Welcome to a brave new "national conversation" that proposes not simply to redefine the family, but to eliminate it.
MSNBC host Melissa Harris-Perry recently shocked millions with her brazen TV promo spot urging us to get rid of the idea that kids belong to their parents or to "private" families. She presses us to replace it with a "collective" notion of children: "Kids belong to whole communities."

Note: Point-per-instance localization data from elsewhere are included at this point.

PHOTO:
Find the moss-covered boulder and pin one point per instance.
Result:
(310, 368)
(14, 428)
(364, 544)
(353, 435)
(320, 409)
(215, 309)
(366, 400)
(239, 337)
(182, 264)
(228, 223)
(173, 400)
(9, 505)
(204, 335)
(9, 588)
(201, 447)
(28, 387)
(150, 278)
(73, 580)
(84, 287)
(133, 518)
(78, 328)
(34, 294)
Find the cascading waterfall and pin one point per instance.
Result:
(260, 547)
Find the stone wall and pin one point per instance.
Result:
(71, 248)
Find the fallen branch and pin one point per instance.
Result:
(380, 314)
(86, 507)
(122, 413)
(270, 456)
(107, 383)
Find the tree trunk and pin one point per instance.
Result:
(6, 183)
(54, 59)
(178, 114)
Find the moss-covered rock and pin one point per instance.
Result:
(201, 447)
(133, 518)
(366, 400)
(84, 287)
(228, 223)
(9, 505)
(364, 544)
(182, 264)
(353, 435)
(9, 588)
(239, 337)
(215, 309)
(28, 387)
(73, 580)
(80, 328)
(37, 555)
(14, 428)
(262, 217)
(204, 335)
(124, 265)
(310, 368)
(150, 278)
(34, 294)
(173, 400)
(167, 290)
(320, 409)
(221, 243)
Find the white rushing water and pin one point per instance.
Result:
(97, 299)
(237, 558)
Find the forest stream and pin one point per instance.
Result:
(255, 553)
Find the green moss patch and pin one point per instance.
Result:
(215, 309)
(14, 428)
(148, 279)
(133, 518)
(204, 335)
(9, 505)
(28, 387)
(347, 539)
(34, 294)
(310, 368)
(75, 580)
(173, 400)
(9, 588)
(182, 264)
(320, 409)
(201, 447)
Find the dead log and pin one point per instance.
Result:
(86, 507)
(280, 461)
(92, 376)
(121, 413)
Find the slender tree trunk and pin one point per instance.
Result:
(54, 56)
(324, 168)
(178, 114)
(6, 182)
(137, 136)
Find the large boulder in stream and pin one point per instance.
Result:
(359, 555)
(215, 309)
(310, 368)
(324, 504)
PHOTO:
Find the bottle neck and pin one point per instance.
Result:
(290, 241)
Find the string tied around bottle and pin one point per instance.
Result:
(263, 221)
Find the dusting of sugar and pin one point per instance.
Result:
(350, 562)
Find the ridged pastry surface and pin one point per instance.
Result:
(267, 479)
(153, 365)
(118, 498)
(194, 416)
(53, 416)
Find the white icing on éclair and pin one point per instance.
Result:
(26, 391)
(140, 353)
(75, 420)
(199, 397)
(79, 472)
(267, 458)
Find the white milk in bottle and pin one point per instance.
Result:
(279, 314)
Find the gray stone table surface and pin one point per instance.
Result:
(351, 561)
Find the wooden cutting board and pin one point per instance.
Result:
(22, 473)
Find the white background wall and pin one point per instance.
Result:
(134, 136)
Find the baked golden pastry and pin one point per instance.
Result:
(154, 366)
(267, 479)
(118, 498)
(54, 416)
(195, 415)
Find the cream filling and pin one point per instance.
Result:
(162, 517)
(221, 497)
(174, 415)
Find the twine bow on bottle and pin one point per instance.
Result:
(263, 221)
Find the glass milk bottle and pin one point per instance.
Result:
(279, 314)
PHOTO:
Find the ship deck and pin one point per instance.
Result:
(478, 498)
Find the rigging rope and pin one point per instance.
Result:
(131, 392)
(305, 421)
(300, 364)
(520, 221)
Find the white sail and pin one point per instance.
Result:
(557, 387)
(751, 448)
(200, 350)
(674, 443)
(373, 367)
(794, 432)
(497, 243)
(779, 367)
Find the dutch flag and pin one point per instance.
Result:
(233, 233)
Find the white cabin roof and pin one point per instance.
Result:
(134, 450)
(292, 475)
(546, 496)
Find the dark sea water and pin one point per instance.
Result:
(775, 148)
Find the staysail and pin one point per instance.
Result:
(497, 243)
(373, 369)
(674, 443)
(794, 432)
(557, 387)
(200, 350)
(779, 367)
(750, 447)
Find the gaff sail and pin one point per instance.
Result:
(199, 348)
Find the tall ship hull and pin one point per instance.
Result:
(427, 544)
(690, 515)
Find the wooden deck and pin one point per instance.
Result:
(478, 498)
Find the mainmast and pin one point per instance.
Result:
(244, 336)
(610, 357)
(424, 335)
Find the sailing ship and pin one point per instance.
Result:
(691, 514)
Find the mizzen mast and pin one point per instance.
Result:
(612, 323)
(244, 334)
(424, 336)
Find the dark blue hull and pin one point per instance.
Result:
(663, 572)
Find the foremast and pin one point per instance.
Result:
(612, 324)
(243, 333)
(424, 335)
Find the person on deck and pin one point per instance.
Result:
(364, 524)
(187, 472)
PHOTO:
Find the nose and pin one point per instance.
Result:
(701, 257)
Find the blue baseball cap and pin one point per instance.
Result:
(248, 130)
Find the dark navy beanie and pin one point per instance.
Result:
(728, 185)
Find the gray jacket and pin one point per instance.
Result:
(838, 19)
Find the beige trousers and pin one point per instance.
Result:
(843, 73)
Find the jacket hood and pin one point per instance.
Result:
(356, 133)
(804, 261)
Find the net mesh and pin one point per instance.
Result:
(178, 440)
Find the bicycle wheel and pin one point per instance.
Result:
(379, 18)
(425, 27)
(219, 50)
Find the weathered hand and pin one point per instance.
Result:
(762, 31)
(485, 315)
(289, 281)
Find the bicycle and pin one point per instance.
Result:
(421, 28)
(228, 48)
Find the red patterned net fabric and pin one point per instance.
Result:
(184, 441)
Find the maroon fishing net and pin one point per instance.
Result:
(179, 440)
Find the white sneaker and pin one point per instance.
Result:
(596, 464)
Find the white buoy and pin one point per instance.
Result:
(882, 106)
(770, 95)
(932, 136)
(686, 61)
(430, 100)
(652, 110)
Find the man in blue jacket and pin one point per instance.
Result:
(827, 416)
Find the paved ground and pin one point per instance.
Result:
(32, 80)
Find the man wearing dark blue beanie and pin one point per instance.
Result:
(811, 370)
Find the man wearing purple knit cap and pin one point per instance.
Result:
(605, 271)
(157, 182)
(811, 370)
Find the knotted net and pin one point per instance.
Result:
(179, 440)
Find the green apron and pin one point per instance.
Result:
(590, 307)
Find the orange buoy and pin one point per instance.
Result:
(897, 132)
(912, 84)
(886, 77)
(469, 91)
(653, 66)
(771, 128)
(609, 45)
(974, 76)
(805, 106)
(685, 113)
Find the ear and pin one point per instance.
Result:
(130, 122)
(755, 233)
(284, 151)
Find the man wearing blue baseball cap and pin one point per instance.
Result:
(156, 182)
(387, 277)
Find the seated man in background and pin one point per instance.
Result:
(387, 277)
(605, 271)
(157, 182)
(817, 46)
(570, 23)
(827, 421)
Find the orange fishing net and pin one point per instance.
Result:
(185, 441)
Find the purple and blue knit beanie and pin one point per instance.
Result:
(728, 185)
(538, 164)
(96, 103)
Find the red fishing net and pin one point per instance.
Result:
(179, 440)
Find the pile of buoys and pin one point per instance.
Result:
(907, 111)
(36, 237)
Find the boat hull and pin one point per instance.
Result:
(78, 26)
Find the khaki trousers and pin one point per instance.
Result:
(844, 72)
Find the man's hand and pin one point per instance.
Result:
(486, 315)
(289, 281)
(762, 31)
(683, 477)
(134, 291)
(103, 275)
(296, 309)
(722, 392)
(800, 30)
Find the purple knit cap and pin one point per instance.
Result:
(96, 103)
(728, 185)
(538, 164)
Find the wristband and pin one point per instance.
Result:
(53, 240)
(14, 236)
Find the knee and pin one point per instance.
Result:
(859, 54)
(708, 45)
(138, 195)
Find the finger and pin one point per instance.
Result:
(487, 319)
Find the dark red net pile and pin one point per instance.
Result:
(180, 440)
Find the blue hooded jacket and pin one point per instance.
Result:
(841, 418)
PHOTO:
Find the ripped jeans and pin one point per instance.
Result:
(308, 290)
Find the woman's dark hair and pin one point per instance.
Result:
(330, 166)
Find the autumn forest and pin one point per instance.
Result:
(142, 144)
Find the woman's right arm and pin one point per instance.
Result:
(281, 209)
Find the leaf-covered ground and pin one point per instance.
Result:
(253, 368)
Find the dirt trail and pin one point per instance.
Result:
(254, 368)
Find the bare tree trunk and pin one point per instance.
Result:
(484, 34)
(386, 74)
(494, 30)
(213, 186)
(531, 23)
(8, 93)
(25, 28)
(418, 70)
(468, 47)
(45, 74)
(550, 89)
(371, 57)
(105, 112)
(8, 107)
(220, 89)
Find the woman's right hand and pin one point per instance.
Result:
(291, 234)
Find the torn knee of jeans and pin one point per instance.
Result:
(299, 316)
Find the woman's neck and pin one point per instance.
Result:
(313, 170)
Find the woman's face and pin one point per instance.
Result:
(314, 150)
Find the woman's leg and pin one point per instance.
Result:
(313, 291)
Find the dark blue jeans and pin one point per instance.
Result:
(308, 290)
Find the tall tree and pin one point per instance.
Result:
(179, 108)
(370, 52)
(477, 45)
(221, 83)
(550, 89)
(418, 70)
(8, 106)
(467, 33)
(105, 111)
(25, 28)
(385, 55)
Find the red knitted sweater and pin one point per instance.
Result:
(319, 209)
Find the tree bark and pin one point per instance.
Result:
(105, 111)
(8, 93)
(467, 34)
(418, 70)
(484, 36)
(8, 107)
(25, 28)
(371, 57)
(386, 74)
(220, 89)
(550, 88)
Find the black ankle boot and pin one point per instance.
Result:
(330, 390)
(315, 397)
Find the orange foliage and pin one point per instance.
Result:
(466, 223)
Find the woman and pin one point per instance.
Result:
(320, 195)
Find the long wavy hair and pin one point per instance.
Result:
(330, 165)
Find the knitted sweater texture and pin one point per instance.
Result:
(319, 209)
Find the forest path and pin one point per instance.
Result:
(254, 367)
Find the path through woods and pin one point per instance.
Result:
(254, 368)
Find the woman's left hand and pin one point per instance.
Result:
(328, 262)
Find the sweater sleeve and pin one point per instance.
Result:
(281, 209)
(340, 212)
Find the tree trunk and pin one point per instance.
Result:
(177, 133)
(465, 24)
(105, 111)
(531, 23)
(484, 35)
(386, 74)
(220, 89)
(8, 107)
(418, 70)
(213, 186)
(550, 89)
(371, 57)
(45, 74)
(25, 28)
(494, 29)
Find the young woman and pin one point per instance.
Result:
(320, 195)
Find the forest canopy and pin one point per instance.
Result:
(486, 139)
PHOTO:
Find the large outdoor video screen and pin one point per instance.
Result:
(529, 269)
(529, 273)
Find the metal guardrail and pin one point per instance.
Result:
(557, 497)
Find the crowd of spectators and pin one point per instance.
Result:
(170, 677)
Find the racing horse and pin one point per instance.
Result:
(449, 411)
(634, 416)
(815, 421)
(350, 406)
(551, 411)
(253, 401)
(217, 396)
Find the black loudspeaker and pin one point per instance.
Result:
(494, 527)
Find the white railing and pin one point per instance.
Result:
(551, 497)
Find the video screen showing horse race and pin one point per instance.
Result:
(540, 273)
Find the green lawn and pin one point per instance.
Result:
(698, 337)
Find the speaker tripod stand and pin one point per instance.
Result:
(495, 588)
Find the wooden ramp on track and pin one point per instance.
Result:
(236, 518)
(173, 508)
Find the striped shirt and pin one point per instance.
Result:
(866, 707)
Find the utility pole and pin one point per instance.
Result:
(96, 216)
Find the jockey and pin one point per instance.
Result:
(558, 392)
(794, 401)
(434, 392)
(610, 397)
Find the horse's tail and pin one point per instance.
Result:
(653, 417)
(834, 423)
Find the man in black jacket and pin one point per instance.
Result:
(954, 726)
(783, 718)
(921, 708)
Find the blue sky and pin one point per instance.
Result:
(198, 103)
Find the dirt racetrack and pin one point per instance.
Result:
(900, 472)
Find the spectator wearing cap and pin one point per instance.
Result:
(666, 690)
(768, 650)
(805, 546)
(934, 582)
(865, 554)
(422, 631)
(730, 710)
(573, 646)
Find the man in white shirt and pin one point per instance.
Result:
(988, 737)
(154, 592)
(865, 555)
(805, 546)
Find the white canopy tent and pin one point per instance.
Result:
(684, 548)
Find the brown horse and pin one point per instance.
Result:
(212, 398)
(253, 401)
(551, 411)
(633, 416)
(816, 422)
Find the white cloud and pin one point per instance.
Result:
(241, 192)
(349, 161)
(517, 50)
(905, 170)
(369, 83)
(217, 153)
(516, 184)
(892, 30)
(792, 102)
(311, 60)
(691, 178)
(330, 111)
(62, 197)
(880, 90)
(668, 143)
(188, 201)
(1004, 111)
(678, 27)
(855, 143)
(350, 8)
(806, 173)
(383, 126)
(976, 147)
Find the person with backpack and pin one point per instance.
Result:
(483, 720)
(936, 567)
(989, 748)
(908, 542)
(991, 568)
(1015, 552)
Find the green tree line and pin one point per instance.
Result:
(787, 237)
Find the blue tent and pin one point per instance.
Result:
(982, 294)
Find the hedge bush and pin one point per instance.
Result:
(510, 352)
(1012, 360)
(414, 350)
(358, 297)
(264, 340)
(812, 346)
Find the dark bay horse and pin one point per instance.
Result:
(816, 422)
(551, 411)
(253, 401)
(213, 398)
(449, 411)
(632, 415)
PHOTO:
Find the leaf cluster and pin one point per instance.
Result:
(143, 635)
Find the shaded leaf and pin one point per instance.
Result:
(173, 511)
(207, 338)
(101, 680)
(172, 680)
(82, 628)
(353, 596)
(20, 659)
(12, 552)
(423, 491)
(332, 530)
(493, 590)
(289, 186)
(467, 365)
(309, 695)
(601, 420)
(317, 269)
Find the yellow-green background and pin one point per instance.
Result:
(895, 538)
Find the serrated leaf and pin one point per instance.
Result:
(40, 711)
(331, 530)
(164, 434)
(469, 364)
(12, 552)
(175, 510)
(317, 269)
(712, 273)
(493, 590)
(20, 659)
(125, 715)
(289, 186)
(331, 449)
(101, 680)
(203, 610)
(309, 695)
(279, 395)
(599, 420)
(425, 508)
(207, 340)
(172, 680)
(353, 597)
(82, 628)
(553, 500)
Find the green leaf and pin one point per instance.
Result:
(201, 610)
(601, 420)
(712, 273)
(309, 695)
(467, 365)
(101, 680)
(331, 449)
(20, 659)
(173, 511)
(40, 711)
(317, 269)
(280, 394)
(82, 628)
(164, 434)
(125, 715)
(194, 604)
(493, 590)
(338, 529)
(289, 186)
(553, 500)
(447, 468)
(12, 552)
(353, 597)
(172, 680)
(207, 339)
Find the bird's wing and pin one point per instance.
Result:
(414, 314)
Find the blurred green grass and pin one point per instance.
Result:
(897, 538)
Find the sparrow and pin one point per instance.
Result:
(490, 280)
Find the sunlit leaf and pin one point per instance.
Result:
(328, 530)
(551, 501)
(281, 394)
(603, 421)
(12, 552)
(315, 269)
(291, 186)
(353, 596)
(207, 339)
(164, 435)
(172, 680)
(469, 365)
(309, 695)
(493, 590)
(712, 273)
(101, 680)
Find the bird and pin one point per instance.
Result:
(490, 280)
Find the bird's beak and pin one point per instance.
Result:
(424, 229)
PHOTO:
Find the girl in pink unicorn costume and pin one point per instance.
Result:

Clearly, we are entering a new phase in family breakdown. In the earlier phases, leftist policies cultivated unrestrained sexual license, abortion and single parenting. Those policies set the stage for new forms of child poverty as well as heightened social divisions along lines of race, class and sex. Their proponents, however, refrained from openly attacking the family in mass media.
But today Harris-Perry hits us right in the mainstream with what seem to be fighting words, an open declaration of war on families.
When we ponder how we got here, we tend to look in retrospect at Hillary Clinton's softer treatise from 1996, It Takes a Village. But somewhere on the continuum between Clinton and Harris-Perry we ought to focus on one of Harris-Perry's lesser known trailblazers, Sandra Feldman.
As president of the American Federation of Teachers, Feldman (d. 2005) published in 1998 a stealthy little essay entitled "The Childswap Society" which injected into the mainstream -- as never before -- the idea of state-owned children. Her article appeared prominently the Washington Post, New York Times, and other dailies, as one in a series of AFT commentaries run as paid advertisements under the AFT banner "Where We Stand."
In it Feldman seems to have planted seed for debates that pit a collectivist vision of community against the autonomy of the family. "The Childswap Society" has since been used, apparently for years, in various high school and college argumentation curricula.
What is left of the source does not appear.